Word spacing is also unique. The English language uses spaces to separate words. Chinese and Japanese sentences do not require breaks between words, which makes it extremely confusing for standard indexing technology. The Korean language does use a unique-spacing system, but it differs from the common break structures in Western languages.

It’s not just unfamiliar character encoding schemes and language idiosyncrasies that create challenges with CJK. E-mail collected in the U.S. is almost universally from either a Microsoft Exchange (.PST) or Lotus Notes (.NSF) environment. But e-mail collected in CJK countries might come from numerous other e-mail systems that demand a familiarity rarely found in vendors outside of the Asian countries. Each e-mail platform has its own unique architecture, source code and storage protocols, and anyone unfamiliar with those systems will fail to adequately collect and process the ESI retrieved from those systems.

There are even differences in how the Windows operating system and Office-suite software is set up to handle CJK input that would be completely mysterious to inexperienced vendors. If one does not understand the complexities involved with collecting CJK ESI from these systems, it will result in incomplete collection, falling below the level of due diligence in your collection and preservation duties. All of these considerations have major consequences if they are not factored into an overall plan for collecting, processing and reviewing CJK language-based ESI.

It is essential that native language speakers design, implement and troubleshoot the technology necessary to properly review ESI in its native form. The critical element is engaging a vendor who can effectively guide you through an e-discovery project involving CJK. The vendor must understand both the cultural and technical challenges involved with multi-language e-discovery, or else you will end up with a garbled mess of unrecognized files and inaccurate searches.

Utilizing TAR With CJK Languages

UBIC is a pioneer in CJK TAR™ and uniquely positioned to provide both solutions (end-to-end EDRM support) and services for CJK-based e-discovery.

UBIC employs native-speaking, CJK language specialists who can successfully work with IT professionals in Asian countries to collect and preserve relevant ESI. UBIC can process the collected ESI using its proprietary, integrated technology platform, Lit i View, so that the CJK characters are accurately extracted and displayed for review.

Lastly, UBIC’s experienced professionals know how to set up a TAR workflow that takes into consideration the challenges for ESI in CJK languages. UBIC’s Lit i View platform is the only TAR tool that was designed specifically to be used with CJK languages. More importantly, UBIC can assist early in an investigation or litigation matter to establish defensible early case assessment exercises through document review and on through to production.

Modern TAR tools “learn” from sample training data provided by experienced lawyers. The tool then uses morphological analysis and statistical algorithms to find similar documents in the remaining ESI. In matters involving CJK languages, it is critical for both the software and the legal team to recognize the linguistic anomalies that are encountered.

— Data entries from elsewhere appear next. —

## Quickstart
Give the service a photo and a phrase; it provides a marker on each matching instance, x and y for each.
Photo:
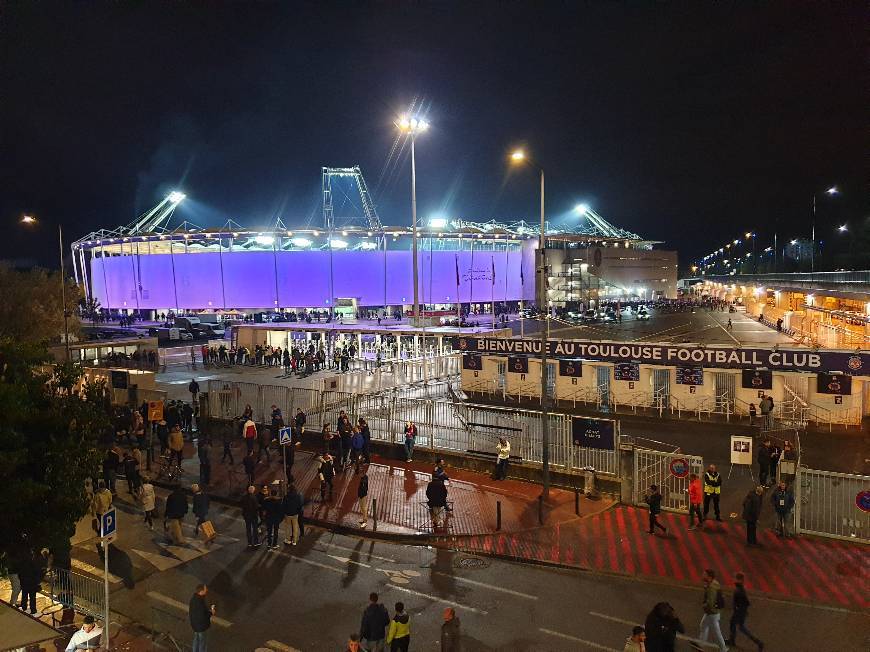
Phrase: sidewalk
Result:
(606, 537)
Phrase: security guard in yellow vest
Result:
(712, 489)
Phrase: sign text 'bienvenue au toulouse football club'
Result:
(663, 354)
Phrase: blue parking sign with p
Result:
(108, 524)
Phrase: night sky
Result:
(689, 122)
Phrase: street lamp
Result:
(412, 127)
(518, 157)
(831, 192)
(31, 220)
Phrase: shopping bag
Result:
(208, 532)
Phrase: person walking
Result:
(200, 613)
(373, 628)
(274, 510)
(251, 513)
(293, 506)
(762, 456)
(636, 642)
(436, 494)
(147, 498)
(451, 632)
(176, 509)
(739, 612)
(712, 602)
(362, 493)
(399, 634)
(200, 507)
(503, 453)
(712, 490)
(783, 502)
(751, 513)
(654, 500)
(695, 498)
(662, 626)
(410, 437)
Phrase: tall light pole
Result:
(830, 191)
(412, 127)
(30, 219)
(520, 157)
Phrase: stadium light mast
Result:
(413, 127)
(519, 157)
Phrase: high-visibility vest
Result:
(712, 483)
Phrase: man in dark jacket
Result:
(740, 610)
(373, 628)
(783, 503)
(176, 508)
(436, 493)
(200, 613)
(751, 513)
(450, 632)
(251, 514)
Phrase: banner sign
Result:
(518, 365)
(626, 371)
(472, 362)
(758, 379)
(690, 375)
(572, 368)
(833, 384)
(666, 354)
(592, 433)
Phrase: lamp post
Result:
(519, 157)
(830, 191)
(412, 127)
(30, 219)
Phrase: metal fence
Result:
(826, 504)
(658, 468)
(83, 594)
(442, 423)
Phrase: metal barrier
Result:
(654, 467)
(83, 594)
(825, 504)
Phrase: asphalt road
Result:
(310, 597)
(702, 326)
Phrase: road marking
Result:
(577, 640)
(361, 553)
(487, 586)
(93, 570)
(435, 598)
(346, 560)
(281, 647)
(165, 599)
(696, 641)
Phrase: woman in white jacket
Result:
(147, 498)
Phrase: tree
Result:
(30, 305)
(48, 446)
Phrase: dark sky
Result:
(685, 122)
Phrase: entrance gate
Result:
(655, 467)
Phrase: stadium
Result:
(352, 261)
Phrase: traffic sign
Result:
(679, 467)
(108, 524)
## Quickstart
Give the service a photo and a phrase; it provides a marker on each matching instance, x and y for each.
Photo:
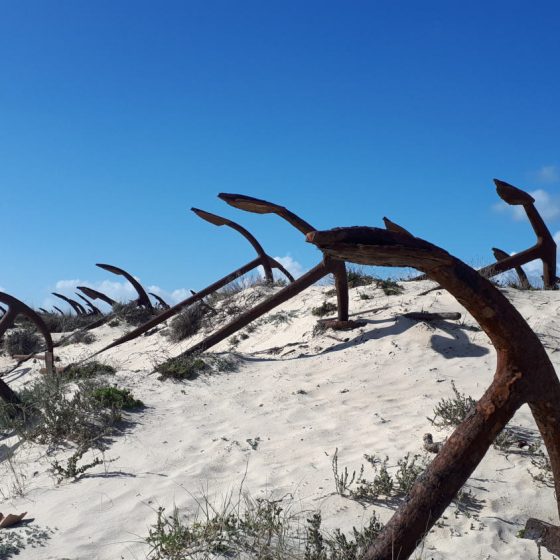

There are a variety of TAR and predictive coding tools on the market but many of them are ineffective when they encounter the linguistic challenges posed by CJK languages. In these scenarios, it is important to utilize a hybrid approach from a vendor such as UBIC who can provide a sophisticated, multi-language tool such as Lit i View combined with the cultural familiarization found only in individuals who are native CJK language speakers.


[1] Nicholas M. Pace & Laura Zakaras, Where the Money Goes: Understanding Litigant Expenditures for Producing Electronic Discovery, RAND Institute for Civil Justice, 2012 (http://www.rand.org/pubs/monographs/MG1208.html).

[2] See Peck, Andrew, United States Magistrate Judge for the Southern District of New York, Search, Forward, Law.com, October 1, 2011 (http://www.law.com/jsp/lawtechnologynews/PubArticleLTN.jsp?id=1202516530534): “In my opinion, computer assisted coding should be used in those cases where it will help ‘secure the just, speedy, and inexpensive’ (Fed. R. Civ. P. 1) determination of cases in our e-discovery world.”